Where to eat in Vienna
I could hole up all evening at Café Kandl, a theatrical bar counter with a red curtain backdrop. Its food is deeply comforting: potato dumplings filled with onion soup and slathered with mountain cheese; pike perch marinated in pear juice and seared. The sourdough is exquisite, twice baked in an antique steam oven by Pierre Reboul, formerly of New York's Blue Hill at Stone Barns. In the eighth district, 1950s ceramics and bottles line the shelves of the neighborhood bistro Rosebar Centrala, where the menu reflects owners Ola Szwarc and Nadim Amin's Polish and Austrian heritage, and their shared experience at London's Moro. The couple plate up ingredients-led dishes such as a single blanched tomato draped with a plump anchovy and soaked in butter; there's also some British exotica, like a chicken, leek, and tarragon pie. It's all about fire at Doubek, the namesake passion project of chef Stefan and his wife, Nora, who renovated an old bakery in the eighth district; they've created a cloister-like space for the chef's precise experiments in Nordic, Japanese, and Austrian cuisines and a tasting menu of 19 or so courses. While Nora shares her wine knowledge, Stefan offers up crunches of king crab and pared-back langoustine before the main act of hay-smoked duck, roasted in the wood-stoked oven, is paraded around the room.
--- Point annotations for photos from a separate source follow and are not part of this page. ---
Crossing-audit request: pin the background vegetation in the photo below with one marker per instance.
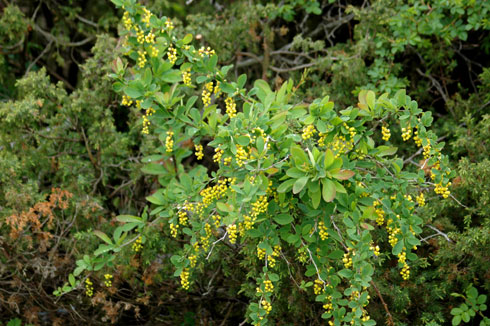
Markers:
(71, 154)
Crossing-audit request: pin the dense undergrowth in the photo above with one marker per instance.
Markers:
(73, 157)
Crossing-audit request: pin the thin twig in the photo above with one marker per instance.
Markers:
(440, 232)
(390, 318)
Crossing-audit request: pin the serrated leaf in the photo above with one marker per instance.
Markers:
(286, 186)
(102, 236)
(128, 218)
(316, 197)
(283, 219)
(329, 159)
(328, 190)
(343, 174)
(299, 184)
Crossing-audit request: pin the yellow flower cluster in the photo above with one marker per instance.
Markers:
(442, 190)
(126, 101)
(108, 280)
(172, 55)
(186, 77)
(260, 253)
(352, 131)
(146, 120)
(184, 279)
(141, 58)
(347, 260)
(271, 260)
(173, 230)
(150, 38)
(89, 287)
(322, 229)
(260, 206)
(321, 140)
(328, 306)
(386, 133)
(137, 246)
(302, 256)
(205, 51)
(232, 233)
(217, 89)
(206, 94)
(379, 212)
(392, 239)
(427, 149)
(308, 132)
(267, 306)
(199, 151)
(153, 51)
(406, 133)
(230, 107)
(218, 153)
(140, 35)
(146, 17)
(417, 139)
(402, 259)
(341, 145)
(169, 25)
(128, 24)
(169, 142)
(375, 250)
(217, 221)
(193, 260)
(248, 222)
(268, 286)
(227, 160)
(216, 192)
(205, 239)
(183, 218)
(241, 155)
(318, 287)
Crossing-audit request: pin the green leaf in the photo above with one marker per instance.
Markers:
(298, 155)
(456, 320)
(224, 207)
(157, 198)
(187, 39)
(328, 191)
(241, 80)
(386, 150)
(135, 89)
(295, 173)
(343, 174)
(336, 254)
(398, 247)
(456, 311)
(102, 250)
(286, 186)
(329, 158)
(283, 219)
(472, 293)
(316, 197)
(481, 299)
(346, 273)
(370, 99)
(128, 218)
(103, 236)
(299, 184)
(243, 140)
(154, 168)
(172, 76)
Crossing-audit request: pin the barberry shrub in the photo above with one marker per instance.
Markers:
(281, 183)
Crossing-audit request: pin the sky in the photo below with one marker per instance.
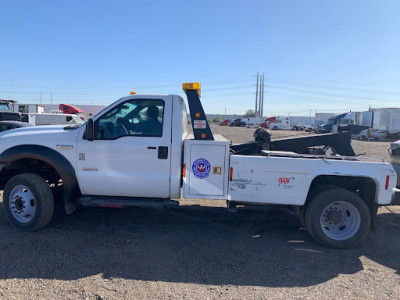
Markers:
(316, 55)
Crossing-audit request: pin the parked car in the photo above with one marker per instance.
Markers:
(237, 123)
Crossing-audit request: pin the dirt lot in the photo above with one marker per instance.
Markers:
(196, 252)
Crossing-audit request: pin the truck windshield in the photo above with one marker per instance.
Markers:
(4, 107)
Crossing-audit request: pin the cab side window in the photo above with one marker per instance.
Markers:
(138, 117)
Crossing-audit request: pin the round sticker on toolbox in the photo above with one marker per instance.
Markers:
(201, 168)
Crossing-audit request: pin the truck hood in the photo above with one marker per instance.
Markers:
(36, 130)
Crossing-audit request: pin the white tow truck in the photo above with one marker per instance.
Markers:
(137, 152)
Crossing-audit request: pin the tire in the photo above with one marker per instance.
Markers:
(28, 202)
(337, 218)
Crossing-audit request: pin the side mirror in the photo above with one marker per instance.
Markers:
(89, 132)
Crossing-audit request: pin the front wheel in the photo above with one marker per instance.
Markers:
(338, 218)
(28, 202)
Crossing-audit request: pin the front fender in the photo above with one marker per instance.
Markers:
(57, 161)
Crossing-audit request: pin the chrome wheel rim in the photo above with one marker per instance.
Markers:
(22, 204)
(340, 220)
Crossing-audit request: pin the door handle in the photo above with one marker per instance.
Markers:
(163, 152)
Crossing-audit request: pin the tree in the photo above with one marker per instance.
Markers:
(249, 114)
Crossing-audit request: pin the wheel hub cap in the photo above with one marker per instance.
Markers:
(340, 220)
(22, 204)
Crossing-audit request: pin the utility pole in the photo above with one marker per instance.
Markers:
(262, 98)
(255, 110)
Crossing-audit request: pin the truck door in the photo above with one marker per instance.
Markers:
(130, 155)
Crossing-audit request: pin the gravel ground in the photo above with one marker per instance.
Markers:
(198, 251)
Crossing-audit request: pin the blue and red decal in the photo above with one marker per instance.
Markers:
(201, 168)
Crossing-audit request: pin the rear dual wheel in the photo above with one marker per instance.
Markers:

The Viennese tend to leave hotel restaurants to the tourists but have taken to Glasswing Restaurant at the Amauris. Led by chef Alexandru Simon, it feels like dining in a gallery. Simon prioritizes ingredients such as Burgenland tomatoes and local turbot in his dishes. Though few places champion bright, local ingredients like COP, in the first district, which is currently looking for a new location. Take the tram up to Favoriten, a sprawling working-class district near the main station, for lunch at Steinhart, with its bright, expansive, unstuffy space. Barley risotto with goat cheese, mushroom ragout, and dumplings are presented on shiny ceramics, with most ingredients gathered nearby. It's best to get to Ährnst, on the seventh district's main Burggasse drag, early: Julian Lubinger's honey-combed croissants sell like, well, hotcakes. Savory ones are given an Austrian spin, with chopped egg, pumpkin, and pickled cucumber.